Joseph Campbell describes the I Ching as "an encyclopedia of oracles, based on a mythic view of the universe that is fundamental to all Chinese thought."

===Confucius===
Confucius was fascinated by the I Ching and kept a copy in the form of "a set of bamboo tablets fastened by a leather thong, [which] was consulted so often that the binding had to be replaced three times. [Confucius] said that if he had fifty years to spare, he would devote them to the I Ching." The ten commentaries of Confucius, (or Ten Wings), transformed the I Ching from a divination text into a "philosophical masterpiece". It has influenced Confucians and other philosophers and scientists ever since.

==Influence on Japan==
Prior to the Tokugawa period (1603–1868 CE) in Japan, the Book of Changes was little known and used mostly for divination until Buddhist monks popularized the Chinese classic for its philosophical, cultural and political merits in other literate groups such as the samurai. The Hagakure, a collection of commentaries on the Way of the Warrior, cautions against mistaking it for a work of divination.
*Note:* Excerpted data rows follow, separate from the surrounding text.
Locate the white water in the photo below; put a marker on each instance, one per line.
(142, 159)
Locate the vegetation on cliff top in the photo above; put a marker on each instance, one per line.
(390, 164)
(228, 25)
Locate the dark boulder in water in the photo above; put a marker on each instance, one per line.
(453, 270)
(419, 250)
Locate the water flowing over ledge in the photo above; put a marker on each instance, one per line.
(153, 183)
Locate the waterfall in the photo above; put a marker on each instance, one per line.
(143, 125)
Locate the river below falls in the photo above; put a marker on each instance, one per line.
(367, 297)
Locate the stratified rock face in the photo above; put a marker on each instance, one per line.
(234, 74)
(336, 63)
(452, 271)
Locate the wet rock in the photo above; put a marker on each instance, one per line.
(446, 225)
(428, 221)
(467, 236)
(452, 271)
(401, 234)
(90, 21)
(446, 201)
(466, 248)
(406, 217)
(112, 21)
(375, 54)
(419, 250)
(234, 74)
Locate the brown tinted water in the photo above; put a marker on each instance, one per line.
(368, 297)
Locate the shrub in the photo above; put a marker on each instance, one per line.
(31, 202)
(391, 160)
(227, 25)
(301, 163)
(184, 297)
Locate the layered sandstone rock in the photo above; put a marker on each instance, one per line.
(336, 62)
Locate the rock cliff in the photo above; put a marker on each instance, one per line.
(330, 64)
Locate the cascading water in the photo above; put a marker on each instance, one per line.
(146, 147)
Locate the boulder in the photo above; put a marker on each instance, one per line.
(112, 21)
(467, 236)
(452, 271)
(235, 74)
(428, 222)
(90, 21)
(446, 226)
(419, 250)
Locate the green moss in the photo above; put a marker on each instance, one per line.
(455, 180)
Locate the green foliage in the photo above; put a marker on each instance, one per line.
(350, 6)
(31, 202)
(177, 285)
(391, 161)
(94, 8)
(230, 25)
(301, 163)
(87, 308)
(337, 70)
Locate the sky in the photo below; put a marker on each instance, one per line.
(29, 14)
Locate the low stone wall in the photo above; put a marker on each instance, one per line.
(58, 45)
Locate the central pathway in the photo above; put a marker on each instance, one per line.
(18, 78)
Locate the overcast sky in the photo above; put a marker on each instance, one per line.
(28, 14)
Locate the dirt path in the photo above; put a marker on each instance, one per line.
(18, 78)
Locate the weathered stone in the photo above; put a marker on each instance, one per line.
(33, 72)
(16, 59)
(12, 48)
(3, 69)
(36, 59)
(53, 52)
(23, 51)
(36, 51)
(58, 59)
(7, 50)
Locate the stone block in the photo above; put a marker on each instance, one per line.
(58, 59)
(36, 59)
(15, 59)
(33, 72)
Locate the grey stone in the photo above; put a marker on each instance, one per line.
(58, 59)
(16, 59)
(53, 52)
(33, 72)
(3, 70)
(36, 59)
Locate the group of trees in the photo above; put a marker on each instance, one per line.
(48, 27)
==Influence on Western culture==

- American historian Michael Nylan, representing UC Berkeley noted the considerable influence of the I Ching on intellectuals in Europe and America. She stated that it is the most familiar of the five Chinese classics, and without doubt, the best-known Chinese book that laid the foundation of modern Western culture beginning the 17th century.
- German mathematician and philosopher Gottfried Wilhelm Leibniz was keenly interested in the I Ching, and translated I-Ching binary system into modern binary system.
- When Danish Physicist Niels Bohr was awarded Denmark's highest honor and the opportunity to create a family coat of arms, he chose the yin-yang symbol, and Latin motto contraria sunt complementa, "opposites are complementary", a nod to his Principle of Complementarity.
- Musician and composer John Cage used the I Ching to decide the arrangements of many of his compositions.
- The hip-hop music group Dead Prez refer to the I Ching in several of their songs and in their logo.
- Author Philip K. Dick used the I Ching when writing The Man in the High Castle and including it in the story as a theme.
- Author Hermann Hesse's 1943 novel The Glass Bead Game is mainly concerned with the principles of the I Ching.
- Psychologist Carl Jung wrote a foreword to the Wilhelm–Baynes translation of the I Ching.
- The writer Raymond Queneau had a long-standing fascination with the I Ching.